Recently, I had the unfortunate experience of rupturing my Achilles tendon during an intramural soccer game. Having played competitive soccer for most of my life without experiencing any sort of significant injury, I find it very ironic that such an injury finally occurred during a noncompetitive intramural game.

My injury happened on cold fall day right after half time of the second game I was played that day. Stupidly, I did not stretch after half time and believe that while resting during half time my muscles really tightened up due to the cold weather. A few minutes in to the half, the ball was played to me and I turned with it while sprinting and changing direction. At this moment, I experienced what felt like someone kicking me as hard as they possibly could in the back of my calf. I subsequently went to ground and rather painfully noticed that my calf was cramped up and stuck all the way up below my knee. I was eventually able to pull the cramp out and hobble off the field. At first, I was convinced that someone on the other team had kicked me in the back of my leg and that had caused my cramp. However, having talked to my friends on the sidelines they said nobody was behind me so the feeling of getting kicked was due to something else.
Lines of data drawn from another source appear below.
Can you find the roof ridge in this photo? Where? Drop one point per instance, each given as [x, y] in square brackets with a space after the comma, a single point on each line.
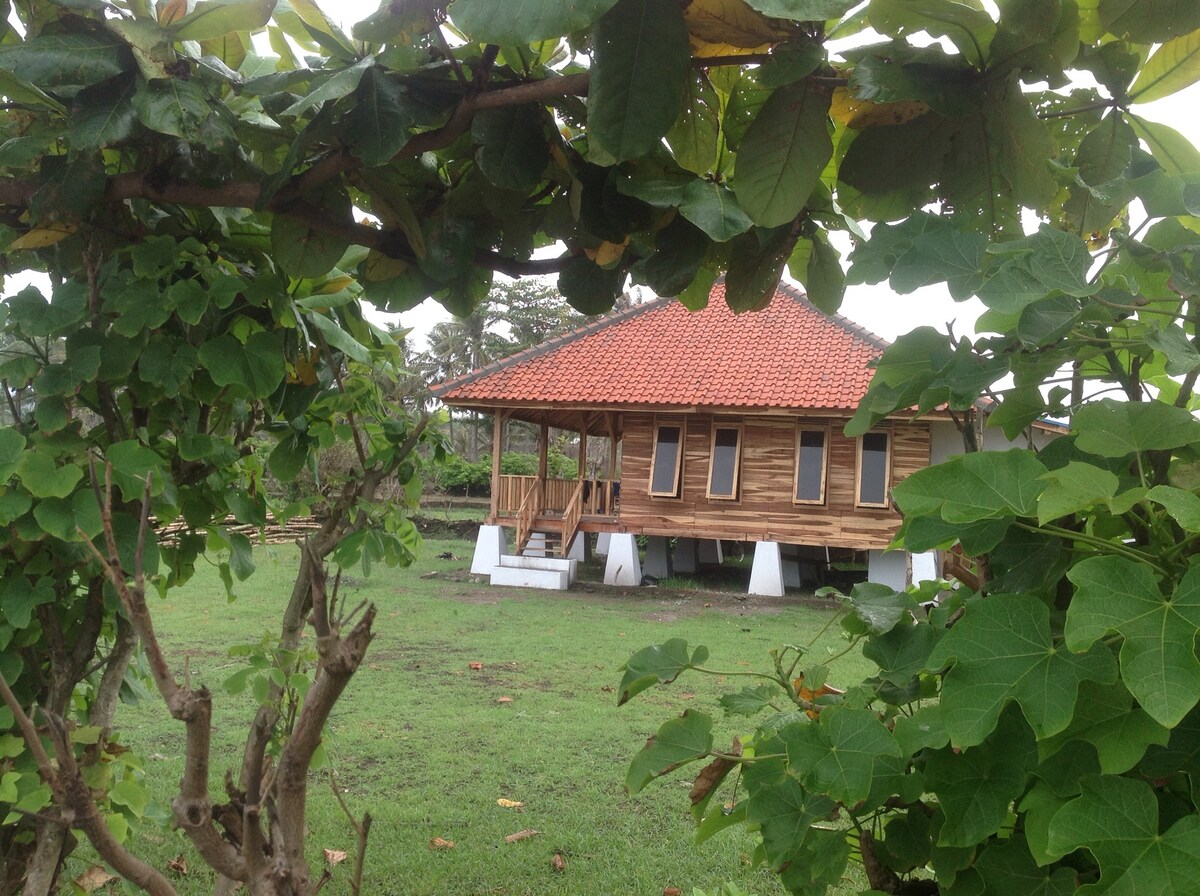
[551, 344]
[845, 323]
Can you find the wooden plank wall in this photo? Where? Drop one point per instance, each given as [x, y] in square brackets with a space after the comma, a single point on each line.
[765, 510]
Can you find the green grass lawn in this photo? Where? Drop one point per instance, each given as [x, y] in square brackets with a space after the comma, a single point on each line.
[421, 741]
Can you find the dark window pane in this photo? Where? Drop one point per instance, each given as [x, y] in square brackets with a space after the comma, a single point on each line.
[873, 477]
[725, 462]
[810, 465]
[666, 459]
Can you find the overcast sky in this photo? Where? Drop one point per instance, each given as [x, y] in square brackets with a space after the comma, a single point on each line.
[877, 308]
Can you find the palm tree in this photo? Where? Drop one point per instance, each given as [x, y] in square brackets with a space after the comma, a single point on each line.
[462, 344]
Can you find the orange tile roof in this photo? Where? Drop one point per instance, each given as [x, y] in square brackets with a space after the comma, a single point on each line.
[660, 354]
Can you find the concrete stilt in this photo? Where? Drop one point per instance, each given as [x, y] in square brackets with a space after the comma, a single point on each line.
[767, 573]
[623, 567]
[887, 569]
[537, 546]
[924, 566]
[684, 558]
[709, 551]
[658, 557]
[490, 546]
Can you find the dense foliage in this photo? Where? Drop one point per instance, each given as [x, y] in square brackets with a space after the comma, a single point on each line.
[211, 208]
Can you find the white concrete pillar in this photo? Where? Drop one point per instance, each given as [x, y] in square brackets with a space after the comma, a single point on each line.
[709, 551]
[767, 573]
[490, 546]
[579, 549]
[924, 566]
[658, 557]
[537, 546]
[684, 558]
[623, 567]
[887, 569]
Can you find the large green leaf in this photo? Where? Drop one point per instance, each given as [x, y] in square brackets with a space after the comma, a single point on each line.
[1169, 148]
[19, 597]
[678, 741]
[173, 106]
[757, 260]
[660, 663]
[210, 19]
[513, 145]
[331, 86]
[837, 756]
[803, 10]
[1073, 488]
[103, 113]
[984, 485]
[976, 787]
[783, 155]
[45, 479]
[783, 810]
[257, 366]
[65, 62]
[640, 70]
[1107, 717]
[714, 209]
[695, 136]
[304, 251]
[1003, 650]
[1117, 821]
[1173, 67]
[1113, 428]
[1158, 660]
[1149, 20]
[504, 22]
[378, 125]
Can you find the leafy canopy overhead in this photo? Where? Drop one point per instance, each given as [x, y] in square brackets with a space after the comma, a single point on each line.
[216, 187]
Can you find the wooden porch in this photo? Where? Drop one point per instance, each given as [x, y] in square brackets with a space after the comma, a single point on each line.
[561, 507]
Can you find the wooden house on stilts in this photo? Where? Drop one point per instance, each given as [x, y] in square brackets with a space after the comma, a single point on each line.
[721, 426]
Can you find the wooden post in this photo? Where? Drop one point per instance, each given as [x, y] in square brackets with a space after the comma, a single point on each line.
[612, 448]
[497, 444]
[583, 445]
[543, 448]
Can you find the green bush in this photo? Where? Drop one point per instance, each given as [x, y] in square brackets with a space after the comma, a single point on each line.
[460, 476]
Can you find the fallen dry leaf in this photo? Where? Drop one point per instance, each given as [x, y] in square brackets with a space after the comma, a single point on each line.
[93, 878]
[179, 865]
[521, 835]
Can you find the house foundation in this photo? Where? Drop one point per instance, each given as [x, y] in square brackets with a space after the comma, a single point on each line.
[623, 566]
[767, 573]
[490, 546]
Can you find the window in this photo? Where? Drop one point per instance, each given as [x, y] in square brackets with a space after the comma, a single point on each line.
[874, 470]
[667, 461]
[811, 463]
[725, 462]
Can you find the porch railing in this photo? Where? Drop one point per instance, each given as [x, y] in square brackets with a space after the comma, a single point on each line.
[598, 497]
[529, 510]
[571, 516]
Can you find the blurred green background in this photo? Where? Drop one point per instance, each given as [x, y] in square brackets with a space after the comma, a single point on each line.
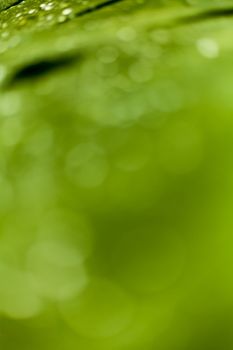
[116, 175]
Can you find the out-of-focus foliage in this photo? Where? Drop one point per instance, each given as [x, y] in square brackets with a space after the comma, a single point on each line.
[116, 141]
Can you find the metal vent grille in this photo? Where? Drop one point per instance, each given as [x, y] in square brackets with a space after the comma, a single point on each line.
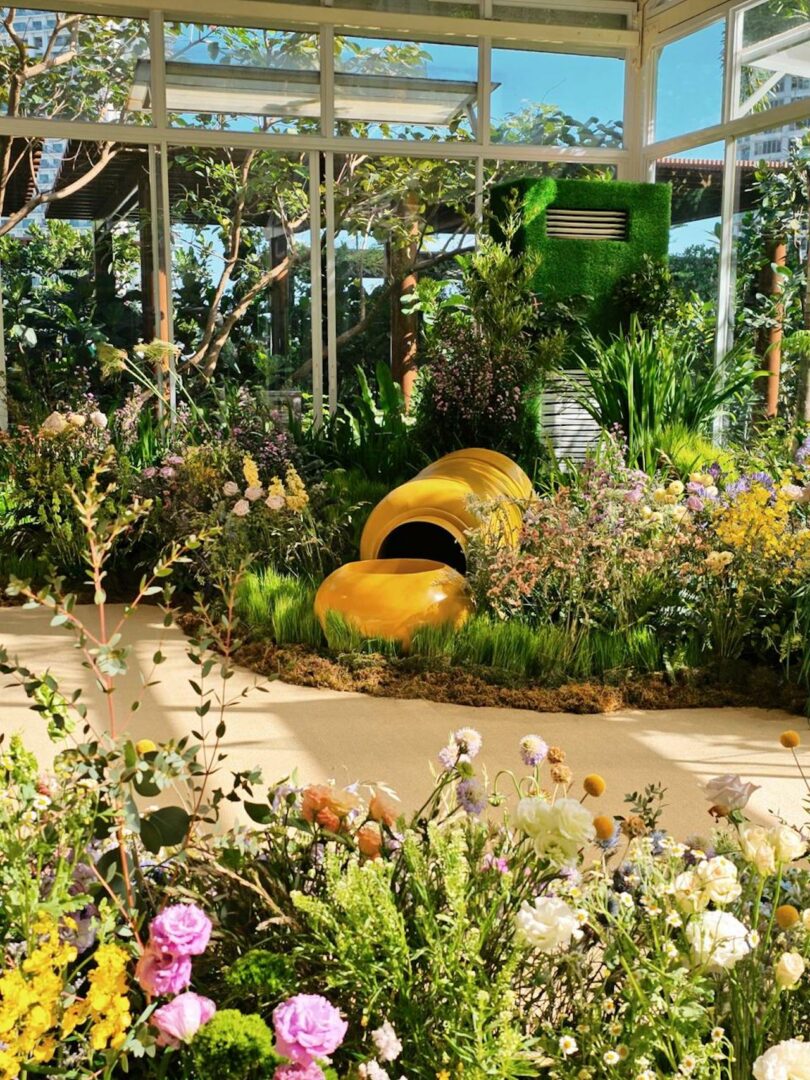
[586, 224]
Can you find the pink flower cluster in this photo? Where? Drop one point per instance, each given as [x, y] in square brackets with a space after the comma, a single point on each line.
[308, 1028]
[178, 933]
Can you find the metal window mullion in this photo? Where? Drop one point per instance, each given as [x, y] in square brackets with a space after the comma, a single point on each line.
[725, 328]
[315, 289]
[158, 70]
[331, 287]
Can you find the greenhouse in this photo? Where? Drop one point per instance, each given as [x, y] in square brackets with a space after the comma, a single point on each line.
[405, 540]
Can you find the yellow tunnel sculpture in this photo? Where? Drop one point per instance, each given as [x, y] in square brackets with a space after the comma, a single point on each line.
[414, 545]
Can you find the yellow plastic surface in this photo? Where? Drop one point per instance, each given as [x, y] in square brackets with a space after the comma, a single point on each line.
[444, 495]
[392, 597]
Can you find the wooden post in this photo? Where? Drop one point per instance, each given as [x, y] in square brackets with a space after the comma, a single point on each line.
[405, 327]
[769, 345]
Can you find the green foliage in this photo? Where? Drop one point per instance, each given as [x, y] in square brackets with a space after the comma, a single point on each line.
[571, 268]
[645, 381]
[233, 1045]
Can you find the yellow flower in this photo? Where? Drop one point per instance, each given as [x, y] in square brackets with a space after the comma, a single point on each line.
[251, 472]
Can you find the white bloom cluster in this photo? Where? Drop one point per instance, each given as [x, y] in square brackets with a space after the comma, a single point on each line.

As a result of this, I thought maybe I had torn my calf or had some sort of deep tissue bruise.  Although initially I did not think my injury was too significant, I decided to go see the doctor. At the doctor's office, it took maybe 2 minutes to diagnose me with a ruptured Achilles tendon.

Ignore air Resistance

As a student of physics, I have recently spent some of my free time wondering what kind of force the ground must have exerted on my Achilles in order to tear what apparently is the strongest tendon in your body. According to my doctor, an Achilles is able to receive a load stress that is 10 times your body weight. It receives a load of 3 times your body weight while walking and 7 times your body weight while running. With this being the case, let’s try to analyze the minimum tension force that I placed on my Achilles when it tore:

Mass: 85kg

Ftotal= 10(85kg)(9.8m/s2)= 8330 N

Fx=10(85kg)(9.8m/s2)Cos(70)= 2849N

Fy=10(85kg)(9.8m/s2)Sin(70)= 7827N

Additionally, when your Achilles tendon snaps in makes a very loud sound that is similar to a gunshot. Some of my friends thought they heard a loud snapping sound when I went down on the field, but at the time did not realize where the sound was coming from. With this being the case, let’s try to estimate the velocity with which my tendon snapped:

Wnet= ΔKE

Ftotal= 10(85kg)(9.8m/s2)= 8330 N
Distance (estimate)= .25m
Mass tendon (estimate)= .2kg

Fd= ½ mv2

(8330N)(.25m)= ½ (.2kg)v2

v=144 m/s No wonder it is so loud!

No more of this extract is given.